A bona-fide first-rounder, I haven’t seen a single mock draft without Wilson being selected in the first 25 picks, often times within the Top 15. The draft capital will certainly be there, and there’s a good chance Wilson is the first receiver off the board come Draft Day. His pro-ready profile is going to make a lot of teams very excited about his chance at immediately making an impact on their offense.
His contract will likely look pretty similar to Devonta Smith’s ($5,035,348). This will give his Dynasty Owners a solid $5 million a year salary to work with, which could be a good value for the production they could likely get from him in his rookie year.
As with many of the top wideout prospects, Wilson is rather landing spot proof.
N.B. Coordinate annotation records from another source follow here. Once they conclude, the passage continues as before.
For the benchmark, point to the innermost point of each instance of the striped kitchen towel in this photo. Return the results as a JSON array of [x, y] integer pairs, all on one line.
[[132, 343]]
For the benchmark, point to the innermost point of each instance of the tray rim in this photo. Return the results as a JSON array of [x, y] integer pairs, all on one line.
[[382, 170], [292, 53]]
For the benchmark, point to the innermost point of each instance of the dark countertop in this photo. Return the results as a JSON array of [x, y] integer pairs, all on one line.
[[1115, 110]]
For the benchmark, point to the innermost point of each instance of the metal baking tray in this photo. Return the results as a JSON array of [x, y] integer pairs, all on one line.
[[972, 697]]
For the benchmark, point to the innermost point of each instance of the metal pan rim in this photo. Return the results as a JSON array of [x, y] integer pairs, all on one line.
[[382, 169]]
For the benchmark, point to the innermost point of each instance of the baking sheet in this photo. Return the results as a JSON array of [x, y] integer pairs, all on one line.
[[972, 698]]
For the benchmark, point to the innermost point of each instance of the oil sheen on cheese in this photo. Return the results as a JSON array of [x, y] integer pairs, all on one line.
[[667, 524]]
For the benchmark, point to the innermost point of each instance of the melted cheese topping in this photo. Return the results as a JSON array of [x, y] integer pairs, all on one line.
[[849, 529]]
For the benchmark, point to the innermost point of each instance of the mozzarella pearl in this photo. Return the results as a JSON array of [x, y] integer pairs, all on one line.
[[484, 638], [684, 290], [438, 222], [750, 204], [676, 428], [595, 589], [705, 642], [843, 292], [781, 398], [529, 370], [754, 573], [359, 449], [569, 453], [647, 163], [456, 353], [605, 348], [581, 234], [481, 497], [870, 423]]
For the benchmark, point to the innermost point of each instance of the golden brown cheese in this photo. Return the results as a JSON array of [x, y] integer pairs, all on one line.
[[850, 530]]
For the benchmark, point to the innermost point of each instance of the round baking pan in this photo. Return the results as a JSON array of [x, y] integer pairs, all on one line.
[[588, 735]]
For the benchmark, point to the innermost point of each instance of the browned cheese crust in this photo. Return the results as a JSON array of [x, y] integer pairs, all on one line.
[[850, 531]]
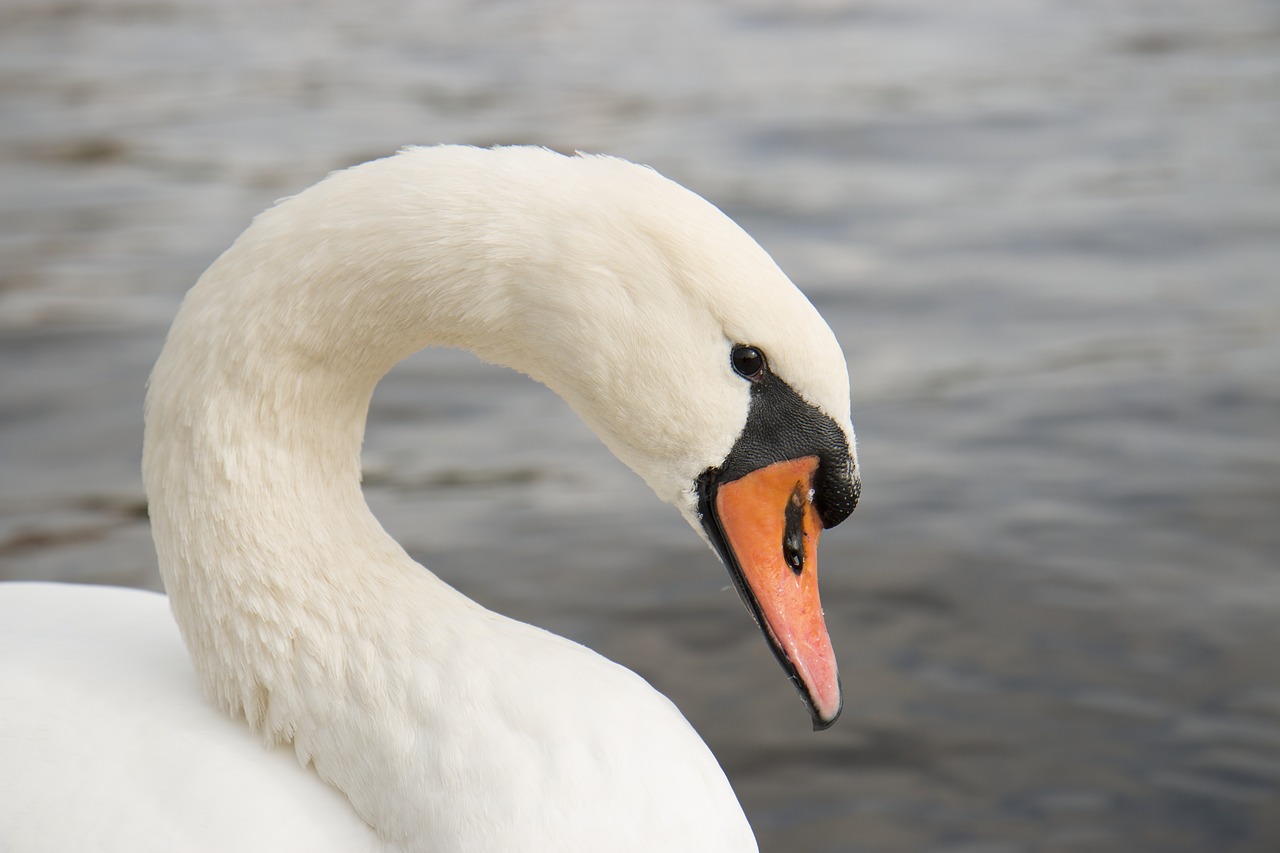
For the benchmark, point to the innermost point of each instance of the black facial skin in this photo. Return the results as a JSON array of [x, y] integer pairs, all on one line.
[[781, 427]]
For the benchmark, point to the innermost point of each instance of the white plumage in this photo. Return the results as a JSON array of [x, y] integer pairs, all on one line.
[[421, 720]]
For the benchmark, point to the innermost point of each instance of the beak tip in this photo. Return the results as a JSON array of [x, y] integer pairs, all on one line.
[[823, 720]]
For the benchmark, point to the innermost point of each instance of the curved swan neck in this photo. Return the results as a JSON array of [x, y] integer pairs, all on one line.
[[300, 611]]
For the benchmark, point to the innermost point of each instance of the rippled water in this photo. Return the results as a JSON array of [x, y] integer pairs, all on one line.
[[1047, 235]]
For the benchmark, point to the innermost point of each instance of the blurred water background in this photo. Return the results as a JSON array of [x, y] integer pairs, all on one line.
[[1046, 232]]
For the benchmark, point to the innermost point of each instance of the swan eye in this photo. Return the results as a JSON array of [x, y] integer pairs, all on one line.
[[748, 361]]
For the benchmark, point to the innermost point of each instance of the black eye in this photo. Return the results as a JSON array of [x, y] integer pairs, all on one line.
[[748, 361]]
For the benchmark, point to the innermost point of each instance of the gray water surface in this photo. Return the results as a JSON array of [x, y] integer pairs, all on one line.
[[1046, 233]]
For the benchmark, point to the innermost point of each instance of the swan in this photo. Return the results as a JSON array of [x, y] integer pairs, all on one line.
[[396, 714]]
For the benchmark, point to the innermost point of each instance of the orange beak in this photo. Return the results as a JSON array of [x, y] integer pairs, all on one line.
[[769, 529]]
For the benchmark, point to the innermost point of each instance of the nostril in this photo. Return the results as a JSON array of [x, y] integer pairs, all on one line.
[[792, 533]]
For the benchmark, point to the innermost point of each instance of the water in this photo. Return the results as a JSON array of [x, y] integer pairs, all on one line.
[[1046, 233]]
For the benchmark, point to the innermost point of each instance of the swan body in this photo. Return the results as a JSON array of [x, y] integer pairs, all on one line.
[[398, 715]]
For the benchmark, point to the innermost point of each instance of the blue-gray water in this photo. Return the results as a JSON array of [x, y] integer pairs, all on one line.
[[1047, 235]]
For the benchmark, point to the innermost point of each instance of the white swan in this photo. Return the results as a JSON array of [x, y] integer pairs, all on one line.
[[444, 726]]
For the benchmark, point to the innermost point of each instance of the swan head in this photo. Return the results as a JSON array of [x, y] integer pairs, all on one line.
[[704, 369], [661, 322]]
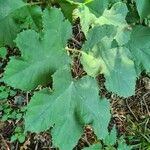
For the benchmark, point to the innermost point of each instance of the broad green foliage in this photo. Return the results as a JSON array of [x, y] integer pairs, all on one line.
[[139, 46], [112, 47], [72, 105], [115, 16], [114, 63], [15, 16], [143, 7], [94, 147], [98, 6], [41, 54]]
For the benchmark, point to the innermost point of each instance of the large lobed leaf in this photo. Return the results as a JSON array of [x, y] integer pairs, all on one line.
[[139, 46], [15, 15], [143, 7], [72, 105], [41, 54], [115, 16], [114, 62]]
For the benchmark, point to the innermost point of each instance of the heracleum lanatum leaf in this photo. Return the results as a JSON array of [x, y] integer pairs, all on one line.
[[94, 147], [114, 63], [114, 16], [143, 7], [41, 54], [139, 46], [68, 108]]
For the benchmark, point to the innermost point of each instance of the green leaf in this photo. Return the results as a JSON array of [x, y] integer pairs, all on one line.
[[87, 18], [98, 6], [94, 147], [114, 63], [3, 52], [72, 105], [122, 145], [111, 139], [91, 64], [41, 54], [115, 16], [143, 7], [13, 17], [139, 46]]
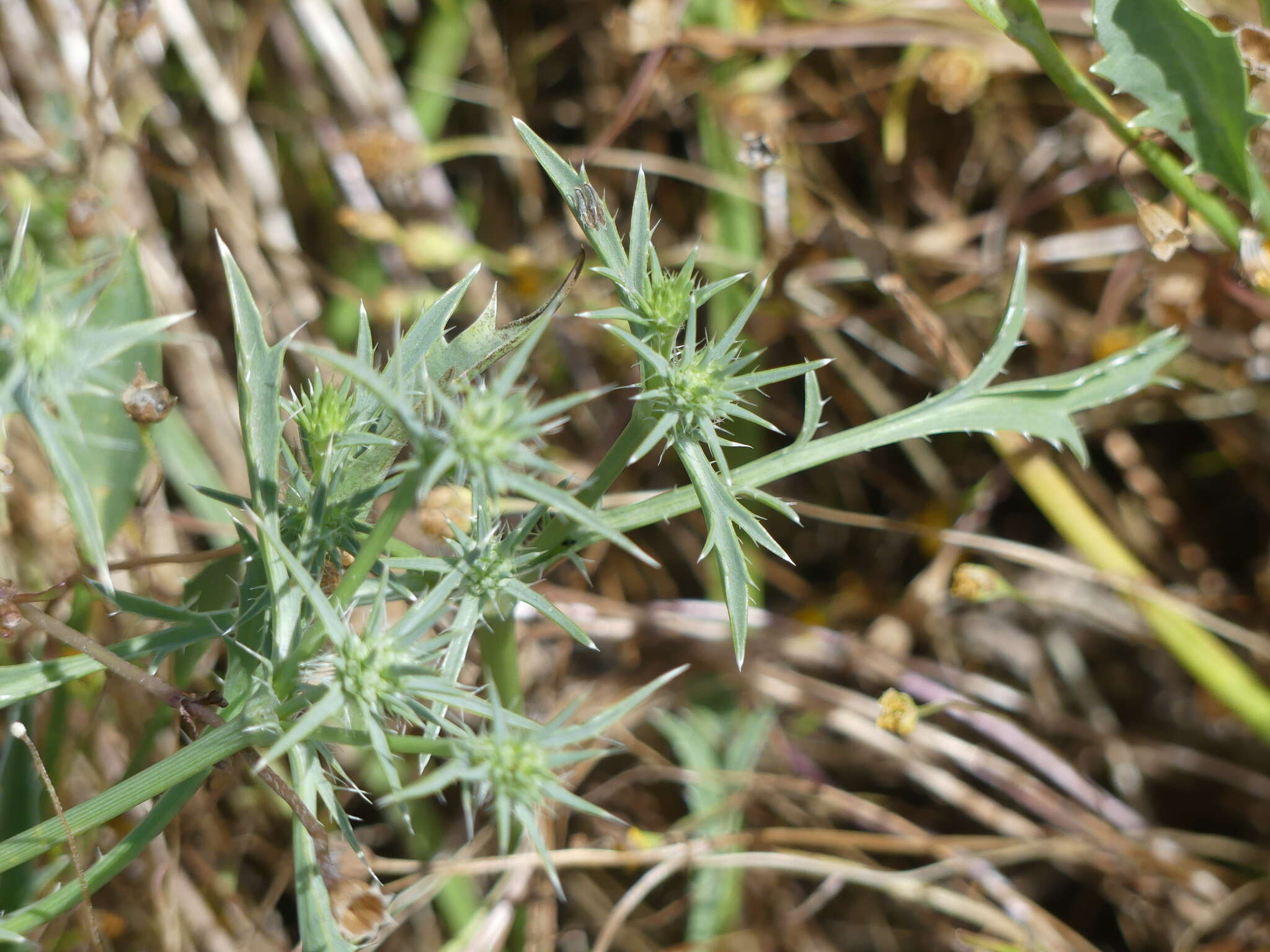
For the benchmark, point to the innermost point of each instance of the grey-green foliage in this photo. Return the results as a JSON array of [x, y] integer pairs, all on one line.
[[459, 410], [68, 351], [698, 387], [711, 746]]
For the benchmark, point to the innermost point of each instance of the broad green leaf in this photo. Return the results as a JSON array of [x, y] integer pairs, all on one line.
[[1189, 76], [20, 792], [33, 678], [69, 894], [193, 759]]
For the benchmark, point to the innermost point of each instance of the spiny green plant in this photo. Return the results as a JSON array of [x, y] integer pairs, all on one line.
[[1193, 87], [303, 676]]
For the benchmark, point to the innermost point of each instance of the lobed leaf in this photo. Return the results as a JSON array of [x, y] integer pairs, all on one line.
[[1191, 77]]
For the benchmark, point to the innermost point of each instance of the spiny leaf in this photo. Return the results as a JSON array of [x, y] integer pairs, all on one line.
[[603, 235]]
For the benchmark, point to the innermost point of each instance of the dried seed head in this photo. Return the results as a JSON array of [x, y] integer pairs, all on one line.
[[1255, 258], [83, 214], [956, 77], [443, 508], [978, 583], [1165, 232], [145, 400], [1255, 47], [360, 909], [587, 206], [898, 712]]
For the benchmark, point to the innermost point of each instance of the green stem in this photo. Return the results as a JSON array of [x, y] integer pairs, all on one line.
[[398, 743], [1024, 24], [602, 478], [502, 658], [1208, 660]]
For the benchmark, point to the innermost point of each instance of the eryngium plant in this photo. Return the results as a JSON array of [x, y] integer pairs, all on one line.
[[305, 673]]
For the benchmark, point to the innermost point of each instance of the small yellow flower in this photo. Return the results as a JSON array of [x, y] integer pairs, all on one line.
[[898, 712]]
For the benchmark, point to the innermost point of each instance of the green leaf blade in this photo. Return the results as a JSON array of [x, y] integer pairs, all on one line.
[[1189, 76]]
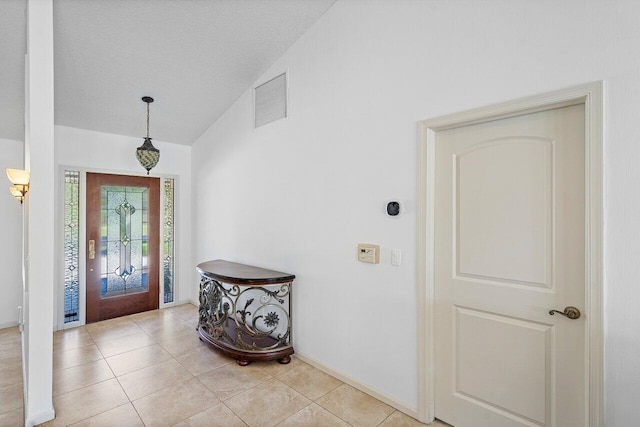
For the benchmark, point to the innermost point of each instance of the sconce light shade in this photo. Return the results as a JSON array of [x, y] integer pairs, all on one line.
[[18, 176], [17, 194], [20, 180]]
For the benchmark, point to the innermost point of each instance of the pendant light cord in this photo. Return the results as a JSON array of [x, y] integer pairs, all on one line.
[[147, 120]]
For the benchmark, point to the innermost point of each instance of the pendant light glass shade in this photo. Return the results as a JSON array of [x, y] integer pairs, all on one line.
[[147, 154]]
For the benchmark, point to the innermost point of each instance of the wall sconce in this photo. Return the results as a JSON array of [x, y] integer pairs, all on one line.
[[20, 181]]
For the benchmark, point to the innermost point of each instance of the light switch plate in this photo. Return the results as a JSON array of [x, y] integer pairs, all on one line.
[[396, 256], [369, 253]]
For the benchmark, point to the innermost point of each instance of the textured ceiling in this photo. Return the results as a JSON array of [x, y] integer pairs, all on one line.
[[195, 57], [13, 45]]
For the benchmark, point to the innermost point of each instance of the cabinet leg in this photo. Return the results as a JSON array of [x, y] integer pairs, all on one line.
[[285, 360]]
He doesn’t need a specific style of offense to fit his strengths and most any coach will be able to use him. But as always, there are some teams out there that could really use a player like Wilson. For example, with an aging Jarvis Landry ($15,100,000) and a now OBJ sized hole in the offense, Baker Mayfield ($8,170,745) needs some help. Wilson is an immediate impact player for that offense and would be able to help that team find some rhythm in the passing game. At pick 13, the Browns have quickly become the consensus partner for Wilson.
If Wilson ends up sliding a bit on Draft Day, a team that would be more than happy to scoop up some receiver value would be the New Orleans Saints (pick #18). Long gone are the days of Drew Brees and Sean Peyton, now the future is cap-strapped and full of unknown player personnel. If the Saints want to find a veteran quarterback and give him a weapon outside of Michael Thomas ($19,250,000), who has plenty of his own question marks, then Wilson would be one of the best possible matches. A great route-runner like Thomas, Wilson would be able to grow under the tutelage of Thomas, another former Buckeye, and eventually maybe even take over that role for the future Saints offense.